For suppose a man comes into one of your meetings wearing gold rings and fine clothes, and there also comes in a poor man wearing shabby clothes,
and you pay court to the one who wears the fine clothes, and say, "Sit here; this is a good place;" while to the poor man you say, "Stand there, or sit on the floor at my feet;"
is it not plain that in your hearts you have little faith, seeing that you have become judges full of wrong thoughts?
Listen, my dearly-loved brethren. Has not God chosen those whom the world regards as poor to be rich in faith and heirs of the Kingdom which He has promised to those that love Him?
But *you* have put dishonour upon the poor man. Yet is it not the rich who grind you down?
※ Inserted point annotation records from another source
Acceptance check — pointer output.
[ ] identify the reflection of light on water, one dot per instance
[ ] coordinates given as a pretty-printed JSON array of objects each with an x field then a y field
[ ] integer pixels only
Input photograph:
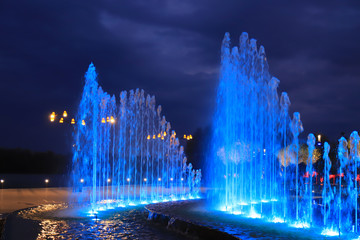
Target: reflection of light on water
[
  {"x": 237, "y": 212},
  {"x": 277, "y": 220},
  {"x": 329, "y": 232},
  {"x": 300, "y": 225},
  {"x": 254, "y": 214},
  {"x": 242, "y": 203}
]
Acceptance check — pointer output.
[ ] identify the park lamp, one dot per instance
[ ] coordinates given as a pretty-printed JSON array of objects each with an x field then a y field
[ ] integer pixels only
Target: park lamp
[
  {"x": 112, "y": 120},
  {"x": 52, "y": 117}
]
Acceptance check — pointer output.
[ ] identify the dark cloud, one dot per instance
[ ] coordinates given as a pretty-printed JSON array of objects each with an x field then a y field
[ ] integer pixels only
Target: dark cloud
[{"x": 171, "y": 49}]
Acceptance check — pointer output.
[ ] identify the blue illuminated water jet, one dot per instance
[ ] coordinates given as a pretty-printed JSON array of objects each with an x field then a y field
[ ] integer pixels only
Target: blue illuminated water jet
[
  {"x": 253, "y": 164},
  {"x": 126, "y": 153}
]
Are not they the very people who drag you into the Law courts? --
and the very people who speak evil of the noble Name by which you are called?
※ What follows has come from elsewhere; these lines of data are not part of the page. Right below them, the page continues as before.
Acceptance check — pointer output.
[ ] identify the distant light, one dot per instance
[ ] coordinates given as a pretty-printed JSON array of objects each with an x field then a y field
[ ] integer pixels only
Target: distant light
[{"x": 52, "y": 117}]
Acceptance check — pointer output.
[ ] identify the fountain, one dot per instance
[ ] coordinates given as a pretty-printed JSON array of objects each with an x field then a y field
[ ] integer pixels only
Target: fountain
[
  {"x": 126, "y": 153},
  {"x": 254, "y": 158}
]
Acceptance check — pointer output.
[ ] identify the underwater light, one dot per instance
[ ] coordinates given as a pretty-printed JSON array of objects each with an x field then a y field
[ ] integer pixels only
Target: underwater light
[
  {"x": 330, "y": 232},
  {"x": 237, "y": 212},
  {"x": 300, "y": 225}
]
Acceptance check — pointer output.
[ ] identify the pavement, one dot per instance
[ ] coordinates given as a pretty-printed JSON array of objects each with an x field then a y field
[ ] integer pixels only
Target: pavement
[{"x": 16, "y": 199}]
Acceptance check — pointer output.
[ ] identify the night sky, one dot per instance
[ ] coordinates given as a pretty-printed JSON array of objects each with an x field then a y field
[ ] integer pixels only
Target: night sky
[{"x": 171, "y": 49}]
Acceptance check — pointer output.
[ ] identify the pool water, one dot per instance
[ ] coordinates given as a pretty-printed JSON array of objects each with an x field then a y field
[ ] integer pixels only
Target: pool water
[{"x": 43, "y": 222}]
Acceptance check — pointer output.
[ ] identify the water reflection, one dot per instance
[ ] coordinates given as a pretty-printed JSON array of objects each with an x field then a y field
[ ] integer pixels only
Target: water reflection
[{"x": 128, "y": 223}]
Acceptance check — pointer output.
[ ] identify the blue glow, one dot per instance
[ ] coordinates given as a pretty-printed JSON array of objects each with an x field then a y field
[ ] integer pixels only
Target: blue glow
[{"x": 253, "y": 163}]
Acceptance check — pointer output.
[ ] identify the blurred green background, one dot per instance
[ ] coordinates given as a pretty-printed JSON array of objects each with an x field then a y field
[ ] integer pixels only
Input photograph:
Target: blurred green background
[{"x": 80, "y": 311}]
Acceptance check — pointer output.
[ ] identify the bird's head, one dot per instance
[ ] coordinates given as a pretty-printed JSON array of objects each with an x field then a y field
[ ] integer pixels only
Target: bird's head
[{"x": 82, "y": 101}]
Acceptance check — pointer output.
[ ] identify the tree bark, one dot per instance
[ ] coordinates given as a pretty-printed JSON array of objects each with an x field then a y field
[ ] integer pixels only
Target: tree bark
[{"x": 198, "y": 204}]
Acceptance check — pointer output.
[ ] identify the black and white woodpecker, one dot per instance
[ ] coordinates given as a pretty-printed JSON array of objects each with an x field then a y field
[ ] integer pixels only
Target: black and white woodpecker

If, however, you are keeping the Law as supreme, in obedience to the Commandment which says "You are to love your fellow man just as you love yourself," you are acting rightly.
But if you are making distinctions between one man and another, you are guilty of sin, and are convicted by the Law as offenders.
A man who has kept the Law as a whole, but has failed to keep some one command, has become guilty of violating all.
For He who said, "Do not commit adultery," also said, "Do not commit murder," and if you are a murderer, although not an adulterer, you have become an offender against the Law.
Speak and act as those should who are expecting to be judged by the Law of freedom.
For he who shows no mercy will have judgement given against him without mercy; but mercy triumphs over judgement.
What good is it, my brethren, if a man professes to have faith, and yet his actions do not correspond? Can such faith save him?
Suppose a Christian brother or sister is poorly clad or lacks daily food,
and one of you says to them, "I wish you well; keep yourselves warm and well fed," and yet you do not give them what they need; what is the use of that?
So also faith, if it is unaccompanied by obedience, has no life in it--so long as it stands alone.
Nay, some one will say, "You have faith, I have actions: prove to me your faith apart from corresponding actions and I will prove mine to you by my actions.
You believe that God is one, and you are quite right: evil spirits also believe this, and shudder."
But, idle boaster, are you willing to be taught how it is that faith apart from obedience is worthless? Take the case of Abraham our forefather.
Was it, or was it not, because of his actions that he was declared to be righteous as the result of his having offered up his son Isaac upon the altar?
You notice that his faith was co-operating with his actions, and that by his actions his faith was perfected;
and the Scripture was fulfilled which says, "And Abraham believed God, and his faith was placed to his credit as righteousness," and he received the name of `God's friend.'
You all see that it is because of actions that a man is pronounced righteous, and not simply because of faith.
In the same way also was not the notorious sinner Rahab declared to be righteous because of her actions when she welcomed the spies and hurriedly helped them to escape another way?
For just as a human body without a spirit is lifeless, so also faith is lifeless if it is unaccompanied by obedience.